Social accountability increases retention when users have already experienced the core loop. Placing the “invite a partner” or “see shared habit” step after the first completion (but before or alongside the paywall) lets users understand what they are paying for: tracking plus a partner. Options that match reported patterns: (1) optional invite step before sign-in (low friction, partner may join later), or (2) invite + commitment on the same screen (stronger commitment, slightly more steps). Post-onboarding, mirror the user’s onboarding language in push notifications and in-app copy;1 apps like Jungle have reported 30–40% organic growth when time-to-value is short and the first experience is clear.6
Ahead’s case study explicitly warns against: hidden renewal information, long benefit lists, generic “Subscribe” copy, and requiring login before any value.1 For habit apps, that means: do not gate the first habit completion behind sign-in; do not show the paywall before the user has completed at least one habit and seen the social value; do not skip a recovery offer for users who decline the main paywall.

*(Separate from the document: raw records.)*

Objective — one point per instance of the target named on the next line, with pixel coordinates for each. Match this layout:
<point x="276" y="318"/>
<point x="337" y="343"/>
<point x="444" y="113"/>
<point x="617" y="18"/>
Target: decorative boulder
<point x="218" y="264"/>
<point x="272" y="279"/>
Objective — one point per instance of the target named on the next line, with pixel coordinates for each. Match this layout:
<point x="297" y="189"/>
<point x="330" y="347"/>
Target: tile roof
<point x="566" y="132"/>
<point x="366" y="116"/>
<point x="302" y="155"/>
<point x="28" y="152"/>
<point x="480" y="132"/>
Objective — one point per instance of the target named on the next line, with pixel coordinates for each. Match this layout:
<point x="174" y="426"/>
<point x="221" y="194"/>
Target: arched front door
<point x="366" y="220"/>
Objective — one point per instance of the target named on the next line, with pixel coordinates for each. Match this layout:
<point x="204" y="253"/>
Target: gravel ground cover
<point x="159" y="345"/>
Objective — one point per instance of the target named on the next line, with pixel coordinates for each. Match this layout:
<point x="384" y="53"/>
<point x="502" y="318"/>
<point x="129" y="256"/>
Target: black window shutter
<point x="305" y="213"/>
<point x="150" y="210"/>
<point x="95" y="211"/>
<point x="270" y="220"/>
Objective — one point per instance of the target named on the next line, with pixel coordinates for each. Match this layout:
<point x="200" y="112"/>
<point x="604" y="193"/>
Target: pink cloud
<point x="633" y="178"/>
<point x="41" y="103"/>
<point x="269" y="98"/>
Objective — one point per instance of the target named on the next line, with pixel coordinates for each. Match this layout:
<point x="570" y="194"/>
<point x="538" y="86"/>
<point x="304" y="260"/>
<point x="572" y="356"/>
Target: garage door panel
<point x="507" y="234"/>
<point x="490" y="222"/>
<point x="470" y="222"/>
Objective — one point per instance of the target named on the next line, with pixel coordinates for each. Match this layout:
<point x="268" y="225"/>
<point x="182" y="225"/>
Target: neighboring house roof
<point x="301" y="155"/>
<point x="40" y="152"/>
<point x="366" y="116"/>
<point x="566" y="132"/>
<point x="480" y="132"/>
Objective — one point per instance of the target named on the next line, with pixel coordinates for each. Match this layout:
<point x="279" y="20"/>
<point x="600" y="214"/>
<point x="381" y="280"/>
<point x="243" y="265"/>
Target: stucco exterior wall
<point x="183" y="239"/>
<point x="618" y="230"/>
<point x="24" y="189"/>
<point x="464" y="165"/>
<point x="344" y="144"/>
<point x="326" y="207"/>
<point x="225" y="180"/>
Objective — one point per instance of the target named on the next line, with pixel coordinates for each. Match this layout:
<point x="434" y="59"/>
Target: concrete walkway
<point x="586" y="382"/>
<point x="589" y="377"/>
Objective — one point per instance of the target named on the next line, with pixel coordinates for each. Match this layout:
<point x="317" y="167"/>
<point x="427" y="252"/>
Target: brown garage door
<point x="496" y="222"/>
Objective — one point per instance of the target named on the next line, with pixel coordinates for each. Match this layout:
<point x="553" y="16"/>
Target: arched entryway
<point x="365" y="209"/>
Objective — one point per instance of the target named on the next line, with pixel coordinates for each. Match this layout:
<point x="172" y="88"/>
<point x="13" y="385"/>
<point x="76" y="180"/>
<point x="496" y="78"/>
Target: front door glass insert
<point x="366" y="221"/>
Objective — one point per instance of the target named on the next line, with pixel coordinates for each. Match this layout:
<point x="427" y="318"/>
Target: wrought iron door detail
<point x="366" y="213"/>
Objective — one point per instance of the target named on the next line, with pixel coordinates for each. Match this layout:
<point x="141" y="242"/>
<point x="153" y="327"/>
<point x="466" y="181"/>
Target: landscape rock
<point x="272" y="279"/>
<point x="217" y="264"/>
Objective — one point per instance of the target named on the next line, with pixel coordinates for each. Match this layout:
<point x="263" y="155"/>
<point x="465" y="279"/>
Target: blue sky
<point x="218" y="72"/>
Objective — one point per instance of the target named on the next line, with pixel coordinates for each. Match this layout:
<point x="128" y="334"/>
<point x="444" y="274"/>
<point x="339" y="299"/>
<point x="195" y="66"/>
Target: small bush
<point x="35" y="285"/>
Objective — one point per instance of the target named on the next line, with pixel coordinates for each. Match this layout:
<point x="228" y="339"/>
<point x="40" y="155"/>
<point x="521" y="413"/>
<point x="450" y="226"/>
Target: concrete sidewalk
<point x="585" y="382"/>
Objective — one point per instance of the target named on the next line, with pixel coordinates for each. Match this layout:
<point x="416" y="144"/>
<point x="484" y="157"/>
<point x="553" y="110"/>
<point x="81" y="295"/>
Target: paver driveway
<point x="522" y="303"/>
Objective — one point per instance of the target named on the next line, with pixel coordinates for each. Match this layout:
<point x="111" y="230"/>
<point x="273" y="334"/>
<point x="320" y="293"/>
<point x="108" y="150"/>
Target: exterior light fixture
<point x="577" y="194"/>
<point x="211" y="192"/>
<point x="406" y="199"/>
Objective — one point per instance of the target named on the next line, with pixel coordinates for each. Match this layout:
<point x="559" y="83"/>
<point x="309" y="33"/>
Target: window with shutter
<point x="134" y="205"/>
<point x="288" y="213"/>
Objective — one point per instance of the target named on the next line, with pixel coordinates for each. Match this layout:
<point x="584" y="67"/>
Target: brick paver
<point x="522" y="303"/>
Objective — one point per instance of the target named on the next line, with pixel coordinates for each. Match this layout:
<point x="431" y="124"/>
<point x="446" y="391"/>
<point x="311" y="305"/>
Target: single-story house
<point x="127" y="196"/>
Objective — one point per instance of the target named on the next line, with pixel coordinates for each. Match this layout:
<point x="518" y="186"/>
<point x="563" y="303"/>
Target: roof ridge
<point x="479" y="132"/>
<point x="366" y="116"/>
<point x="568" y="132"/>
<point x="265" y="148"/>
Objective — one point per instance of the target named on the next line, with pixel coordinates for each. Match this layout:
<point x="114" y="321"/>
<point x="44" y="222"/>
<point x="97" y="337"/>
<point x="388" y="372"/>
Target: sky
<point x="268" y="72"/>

Track events such as: first completion within 60 seconds, plan reveal view, paywall view, purchase sheet open, purchase success, and day-7 retention. North star metrics used by comparable apps include 30-day net revenue per new install and 7-day paid conversion rate; guardrails include refund rate and support volume related to billing.1 A/B test paywall copy, offer order (annual vs monthly), and placement of the social step (before vs after first completion) rather than changing the overall sequence of customization → first value → social hook → paywall.